Mas, de um modo geral, o que se está a fazer, é defender, alternadamente, determinadas opiniões ou as suas contrárias, por motivos puramente político-tácticos. Posições avulsas que vão mudando conforme os ventos. E, em paralelo, ouvem-se afirmações piedosas quanto às benfeitorias das religiões e das igrejas para a paz no mundo e para o entendimento entre as civilizações, frequentemente proferidas por responsáveis que se dizem ateus empedernidos.

Ora estou convencida de que nada disto resolve o que quer que seja e cada vez se me impõe com maior limpidez a evidência de que o mundo viveria melhor sem religiões, que estas trouxeram – e trarão – à humanidade muito mais guerras e outros danos do que benefícios. O que, aliás, está à vista. Não sei se chego a esperar, mas desejaria certamente, que a humanidade viesse a avançar na História com esta convicção como pano de fundo. Porque acredito que só assim poderia acontecer um verdadeiro progresso na convivência entre os povos a nível global.

Isto está longe de implicar atitudes de guerra aberta, intolerância ou discriminação – muito pelo contrário. Pode-se deixar que uma jovem ande de lenço na cabeça, mas tentar explicar-lhe que, ideologicamente, está errada e que está a alienar-se. A minha empregada é testemunha de Jeová e não me canso de tentar convencê-la de que está a ser enganada. Não se deve impedir que os portugueses rastejem em Fátima, mas deveria ser explicado nas televisões, nos jornais, em toda a parte, a indignidade do que estão a fazer. Uma sociedade civil laica pode/deve fazer isto tudo e a Europa tem particulares responsabilidades neste domínio, tanto para com os que por cá nasceram como para com os imigrantes.

Estou, em pleno, no domínio da utopia? Certamente. Mas é ela que comanda a vida.

7 comments:

Anónimo disse...

Com os ultimos "rebondissements" et os grandes discursos de Sarkosy sobre a religião estou perfeitamente de acordo com a tua "utopia" mas é necessario e urgente que todos venham a ser "utopicos". Não é com leis que vamos convencer ao contrario isolamos mais e assim nascem os "extremismos"
Um abraço
Rosa Maria

Anónimo disse...

Antes de mais, penso que o fenómeno religioso permanece ainda por explicar, ao menos no que respeita as suas origens e raízes mais profundas. Por outro lado parece-me que a sensibiliade e a disponibilidade para a religião continua a fazer ainda parte das estruturas do homem, no seu actual estádio de desenvolvimento. E, por último, duvido que o uso voluntarista da razão, no actual estado de coisas, por si só consiga alguma eficácia no sentido de as alterar substanciamente.

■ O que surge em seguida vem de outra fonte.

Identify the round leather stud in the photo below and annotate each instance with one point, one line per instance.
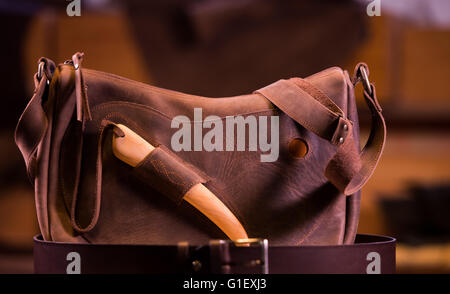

O acto de fé transcende a razão e, pior do que isso: ri-se dela.

Mas, mesmo assim, vale a pena ir fazendo o que se pode.

nelson anjos

Joana Lopes disse...

Rosa e Nelson,
Assinaria por baixo no que dizem.
Por isso disse que era utopia - mas só assim consigo posicionar-me mentalmente.

F. Penim Redondo disse...

Concordo plenamente contigo Joana.

A fé, qualquer que ela seja, ao introduzir entidades ou verdades indiscutíveis, acima e para além das regras da convivência civil, constitui uma ameaça à sociedade humana.

Pode-se perfeitamente respeitar as crenças dos nossos concidadãos sem nunca omitir que as religiões são fontes de equívocos e de violências.

Fingir que se considera o fenómeno religioso uma coisa positiva e desejável é, em muitos casos, ceder ao oportunismo para evitar ser injustamente acusado de intolerância religiosa.

Joana Lopes disse...

Boa, Fernando, há muito tempo que não estávamos de acordo aqui pelas caixas de comentários...

Mas realmente eu ando a «passar-me» com estes (pseudo) respeitadores das liberdades religiosas.

Anónimo disse...

Tentar explicar, tentar explicar, tentar explicar...
Isso é de facto utopia. Mais, é uma inutilidade contraproducente. É como querer convencer os aficionados de que as touradas e os touros de morte são imorais.
Há que dar tempo ao tempo, e há costumes e crenças que podem durar séculos.

Joana Lopes disse...

Certamente que tudo isto dura (e já durou) muitos séculos. Mas deixar passar o tempo, por si só, não basta: tem mesmo servido para o avanço de todos os fundamentalismos.